Вампир арман часть I тело и кровь

Вид материалаДокументы
Подобный материал:
1   ...   16   17   18   19   20   21   22   23   ...   36

Я же знал только его величавые останки, поцарапанную скорлупу. Сейчас мне не хотелось заходить в церковь. Мне хватило и внешнего осмотра, потому что теперь, проведя несколько счастливых лет в Венеции, я представлял себе былое величие этой церкви. После великолепных византийских мозаик и картин собора Сан-Марко, после древней византийской церкви на венецианском остров Торчелло, я понимал, какое это когда-то было потрясающее зрелище. Вспоминая оживленные толпы венецианцев, ее ученых, школяров, юристов, купцов, я мог наделить кипящей энергией этот унылый, запущенный пейзаж.

На земле лежал глубокий, плотный слой снега, и в тот холодный ранний вечер немногие вышли на улицу. Так что мы могли чувствовать себя свободно, легко ходить по снегу, не выбирая удобную тропу, как смертные.

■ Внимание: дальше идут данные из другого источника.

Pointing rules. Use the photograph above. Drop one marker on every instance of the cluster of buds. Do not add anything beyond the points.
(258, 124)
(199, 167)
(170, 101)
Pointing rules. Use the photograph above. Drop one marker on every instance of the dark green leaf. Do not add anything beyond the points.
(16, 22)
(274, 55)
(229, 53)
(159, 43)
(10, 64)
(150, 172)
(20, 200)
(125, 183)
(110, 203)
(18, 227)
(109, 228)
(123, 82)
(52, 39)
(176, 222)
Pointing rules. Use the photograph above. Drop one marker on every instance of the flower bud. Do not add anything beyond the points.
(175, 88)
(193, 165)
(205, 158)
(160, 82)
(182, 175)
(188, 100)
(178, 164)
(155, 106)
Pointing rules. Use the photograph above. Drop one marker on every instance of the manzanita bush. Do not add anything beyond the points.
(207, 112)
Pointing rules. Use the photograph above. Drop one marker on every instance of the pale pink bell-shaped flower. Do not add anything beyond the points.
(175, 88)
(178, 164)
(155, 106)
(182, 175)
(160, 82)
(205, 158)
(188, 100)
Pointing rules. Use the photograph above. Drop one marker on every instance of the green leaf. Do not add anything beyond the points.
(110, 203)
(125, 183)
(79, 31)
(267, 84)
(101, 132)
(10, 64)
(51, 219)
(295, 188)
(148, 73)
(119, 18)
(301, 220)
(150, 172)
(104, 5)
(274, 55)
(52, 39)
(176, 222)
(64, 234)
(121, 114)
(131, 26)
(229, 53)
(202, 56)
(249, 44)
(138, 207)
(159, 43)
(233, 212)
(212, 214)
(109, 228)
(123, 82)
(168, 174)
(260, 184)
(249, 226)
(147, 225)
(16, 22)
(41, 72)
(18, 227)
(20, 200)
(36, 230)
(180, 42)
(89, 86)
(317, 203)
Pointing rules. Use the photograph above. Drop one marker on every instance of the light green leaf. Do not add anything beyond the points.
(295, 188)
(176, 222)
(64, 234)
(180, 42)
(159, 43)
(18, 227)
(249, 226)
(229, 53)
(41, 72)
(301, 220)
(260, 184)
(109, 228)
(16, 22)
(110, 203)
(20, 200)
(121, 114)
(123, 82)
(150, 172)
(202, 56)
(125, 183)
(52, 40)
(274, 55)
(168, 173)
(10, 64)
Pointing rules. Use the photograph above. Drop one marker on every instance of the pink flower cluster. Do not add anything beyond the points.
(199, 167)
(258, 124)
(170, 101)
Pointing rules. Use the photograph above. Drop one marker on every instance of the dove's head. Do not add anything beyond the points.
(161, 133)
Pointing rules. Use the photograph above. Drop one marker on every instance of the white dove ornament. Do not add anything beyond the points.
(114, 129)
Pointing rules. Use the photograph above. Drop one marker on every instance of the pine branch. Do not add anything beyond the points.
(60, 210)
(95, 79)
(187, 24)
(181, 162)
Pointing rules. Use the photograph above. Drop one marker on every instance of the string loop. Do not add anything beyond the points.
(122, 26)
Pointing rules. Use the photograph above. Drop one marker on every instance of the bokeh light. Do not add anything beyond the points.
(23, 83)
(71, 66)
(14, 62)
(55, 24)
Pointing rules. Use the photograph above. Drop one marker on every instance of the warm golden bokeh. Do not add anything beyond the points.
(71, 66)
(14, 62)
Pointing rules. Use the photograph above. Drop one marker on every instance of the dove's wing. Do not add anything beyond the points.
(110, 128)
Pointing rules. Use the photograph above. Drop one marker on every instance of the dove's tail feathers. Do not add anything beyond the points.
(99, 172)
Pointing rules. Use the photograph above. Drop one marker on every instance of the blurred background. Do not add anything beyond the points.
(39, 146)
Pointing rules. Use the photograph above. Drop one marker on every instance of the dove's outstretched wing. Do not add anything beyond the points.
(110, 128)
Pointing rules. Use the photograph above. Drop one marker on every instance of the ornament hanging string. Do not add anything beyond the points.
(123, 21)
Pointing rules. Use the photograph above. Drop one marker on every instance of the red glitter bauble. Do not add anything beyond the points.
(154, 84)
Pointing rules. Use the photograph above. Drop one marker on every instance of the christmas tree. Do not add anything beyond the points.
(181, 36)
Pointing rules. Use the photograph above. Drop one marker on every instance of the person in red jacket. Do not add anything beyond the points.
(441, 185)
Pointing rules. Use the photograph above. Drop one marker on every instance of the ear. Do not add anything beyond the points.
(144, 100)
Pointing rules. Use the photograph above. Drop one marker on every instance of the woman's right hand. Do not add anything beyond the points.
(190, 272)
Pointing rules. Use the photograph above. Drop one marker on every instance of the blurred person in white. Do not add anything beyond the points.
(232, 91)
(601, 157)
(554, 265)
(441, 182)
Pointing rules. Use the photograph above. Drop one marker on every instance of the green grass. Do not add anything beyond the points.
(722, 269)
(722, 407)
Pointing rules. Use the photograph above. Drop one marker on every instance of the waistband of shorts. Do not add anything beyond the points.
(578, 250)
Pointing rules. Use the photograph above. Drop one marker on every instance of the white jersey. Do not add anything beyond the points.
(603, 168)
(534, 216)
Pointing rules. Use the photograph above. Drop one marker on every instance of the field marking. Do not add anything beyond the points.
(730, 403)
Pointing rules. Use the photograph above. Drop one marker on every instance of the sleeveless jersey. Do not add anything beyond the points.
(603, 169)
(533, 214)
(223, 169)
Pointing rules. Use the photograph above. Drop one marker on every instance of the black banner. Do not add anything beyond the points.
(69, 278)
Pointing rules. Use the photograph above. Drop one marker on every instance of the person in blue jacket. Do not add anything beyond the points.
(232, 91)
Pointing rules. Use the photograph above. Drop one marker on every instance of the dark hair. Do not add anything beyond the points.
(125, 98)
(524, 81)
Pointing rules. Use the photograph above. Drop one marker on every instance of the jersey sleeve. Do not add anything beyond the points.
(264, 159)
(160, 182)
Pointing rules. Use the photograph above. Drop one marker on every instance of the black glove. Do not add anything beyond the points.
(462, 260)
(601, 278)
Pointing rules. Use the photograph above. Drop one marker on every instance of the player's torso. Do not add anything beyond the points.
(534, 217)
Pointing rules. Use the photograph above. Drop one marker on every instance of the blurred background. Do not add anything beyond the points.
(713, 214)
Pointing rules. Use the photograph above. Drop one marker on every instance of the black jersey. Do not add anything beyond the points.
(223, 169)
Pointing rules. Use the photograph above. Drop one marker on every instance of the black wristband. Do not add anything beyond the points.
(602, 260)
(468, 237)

Мы подошли к длинной полосе разрушенной крепостной стены, к бесформенной заснеженной ограде, и оттуда я взглянул на нижний город, который мы называли Подол, на единственную оставшуюся часть Киева, на город, где, а грубой бревенчатой избе, в нескольких ярдах от реки, я родился и вырос. Я посмотрел вниз, на закопченные крыши, на покрытую очищающим снегом кровлю, на дымящие трубы, на узкие, изогнутые, засыпанные снегом улицы. У реки давно уже выстроилась целая сеть таких домов и прочих зданий, которые выдерживали как пожар за пожаром, так и самые страшные татарские набеги.

Население города состояло из торговцев, купцов и мастеровых, прикованных к реке и богатствам, которые она приносила с востока, к деньгам, которые некоторые могли заплатить за товары, которые она везла на юг, в европейский мир. Мой отец, неукротимый охотник, торговал медвежьими шкурами, которые он в одиночку привозил из чащи огромного леса, простиравшегося далеко на север. Лиса, куница, бобр, овчина – он торговал всеми этими мехами, и так велики были его сила и удача, что ни одному мужчине и ни одной женщине из нашей семьи никогда не приходилось продавать свое рукоделие или нуждаться в пище. Если мы голодали – а мы голодали, то причина заключалась в том, что пищу съедала зима, что кончалось мясо, а на отцовские деньги нечего было купить.

Стоя на крепостной владимирской стене, я вдохнул запах Подола. Я различил зловоние гниющей рыбы, скота, грязной плоти и речной слякоти.

Я завернулся в свой плащ, сдул с меха снег, попавший мне на губы, и оглянулся на темные купола собора, выделявшиеся на фоне неба.

- Давай пройдем дальше, давай пройдем мимо замка воеводы, - сказал я.

– Видишь то деревянное здание, в прекрасной Италии никто не назвал бы его дворцом или замком. Здесь это замок.

Мариус кивнул. Он сделал успокаивающий жест. Я вовсе не обязан был вдаваться в объяснения по поводу этого чуждого ему места, откуда я пришел.

Воевода был нашим правителем, в мое время воеводой был князь Михаил из Литвы. Кто стал воеводой сейчас, я не знал.

Я сам удивился, что использовал правильное слово. В своем предсмертном видении я не сознавал языковых различий, и странное слово “воевода” ни разу не срывалось с моих губ. Но я видел его вполне отчетливо – круглая черная шапка, темная плотная бархатная туника и войлочные сапоги. Я пошел первым.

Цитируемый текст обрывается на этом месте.